Thursday, September 13, 2007

Unspeakables (a nightmare)

Untouchables are hands reaching out. Babies paraded through streets like pity accessory dolls. If you know the unspeakables, the unspeakables haunt you worse. Hands walking in beach flip-flops. Strange human contortions. A kid in a loincloth barking on all fours for rupees. Melty face man, who follows you with melty face and melty hands until you pay him. He looks like his lower lip is stapled to his chest and the rest of his head got sandblasted off his skull. Teeth stick out wherever they want.
You can see tourists moving across the street to be alone, and that's when he really doesn't leave. I look straight ahead so I don't have to look, but I look anyway. I don't have anything to give today. It would mean a million hands outstretched, all of Delhi motioning toward its mouth.
Nomamanopapachapati
Nomamanopapachapati (chapati means bread)
Polio feet flopping around like flippers, amputees dragging themselves by their arms, on homemade wheely-carts or just pulling torsos behind them through puddles and cow dung. Humans pedal bikes with their hands.
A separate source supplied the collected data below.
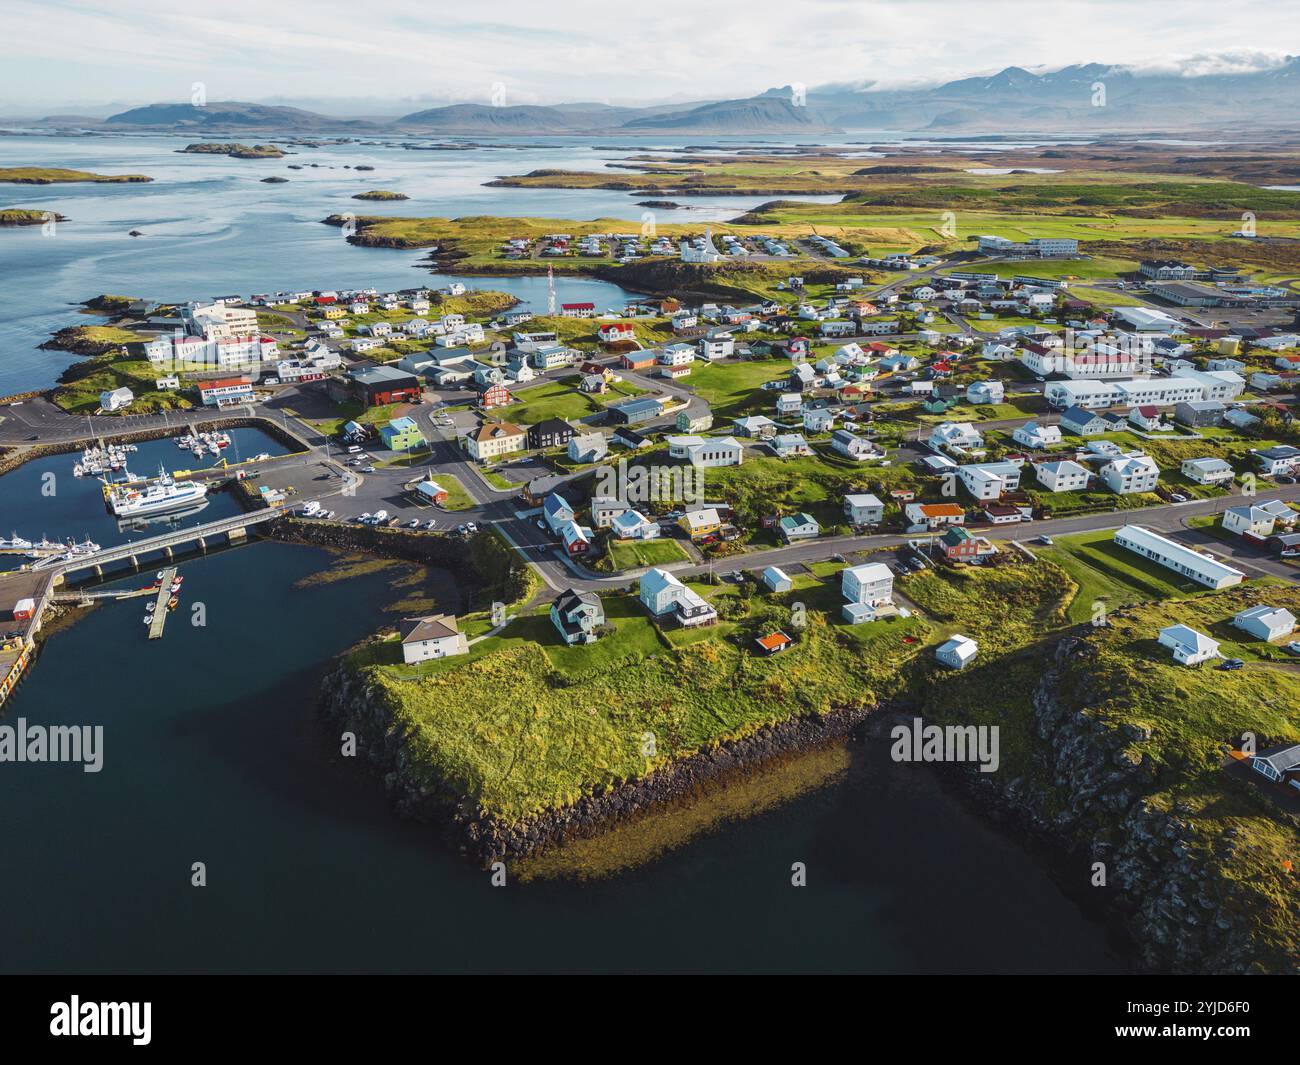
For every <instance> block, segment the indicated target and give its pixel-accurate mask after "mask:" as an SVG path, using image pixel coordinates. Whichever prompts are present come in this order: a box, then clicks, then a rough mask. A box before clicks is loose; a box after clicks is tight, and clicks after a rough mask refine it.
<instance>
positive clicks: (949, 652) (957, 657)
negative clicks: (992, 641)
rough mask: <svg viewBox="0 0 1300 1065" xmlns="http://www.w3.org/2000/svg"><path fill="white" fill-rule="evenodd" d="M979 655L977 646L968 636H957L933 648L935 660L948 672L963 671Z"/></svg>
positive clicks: (978, 646)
Lepers rub their wounds like sculptors. A man's scrotum, out in the midday sun, swells like a watermelon and bursts. Intact bodies pedal cycle-rickshaws of plump white and brown people. Rickshaw-wallahs eat dal and rice. When they tire of dal and rice they eat rice and dal. Calorie intake doesn't support bodies that pedal for a living, and they die on their 40th birthdays.
"Sir, you're going? Hallo?"

I used to joke about melty face man. It was a joke for a little bit. He'd show up wherever I went.
I tolerated him in my waking life so he wouldn't hang around in my nightmares. On the night train to Mumbai he'd be the other guy bunking in our compartment.
"Oh hell no," I'd say. "D21 and D22?"
Or another time. With one melty hand he'd throw bunny ears behind my head in Taj Mahal snapshots.
"Jesus Christ, melty, quit that shit and, at least, maybe you could keep your Freddy Kruegger face out of the frame until I get a good one of just me. Thanks."
I didn't want him around anymore. The guy was wearing on us, and pretty soon we didn't talk about him at all. You know the way a joke wears thin.
I think he sensed it too, because everywhere we went--even his favorite urinal corners where it was dark and he had a good spot to jump out and surprise us--we didn't see him. Like he turned unspeakable overnight. He stayed out of our sick jokes and it was better that way.
Then we saw melty face man in our nightmares. I did at least. He knocked on our guesthouse door and broke the lock on the thing but I didn't even notice I was so dead asleep. Just dreaming there.
It sounds weird, but I could have sworn the guy was trying to introduce himself to me. And do it properly this time, like with his real name and everything. Except, from what I could tell, he didn't have any lips or tongue to work with. So it came out like a moan that just breathed itself out of his throat-hole, and I couldn't make heads or tails of it.
That's when the whole scene--already a little awkward--turned pretty nightmarish. And like I said, the next morning melty face man had up and left town like he said to himself forget this town you guys none of you know how to have any fun anymore.



1 comment:

Lymie16 said...

this whole time I thought you were describing the santa monica district social security office.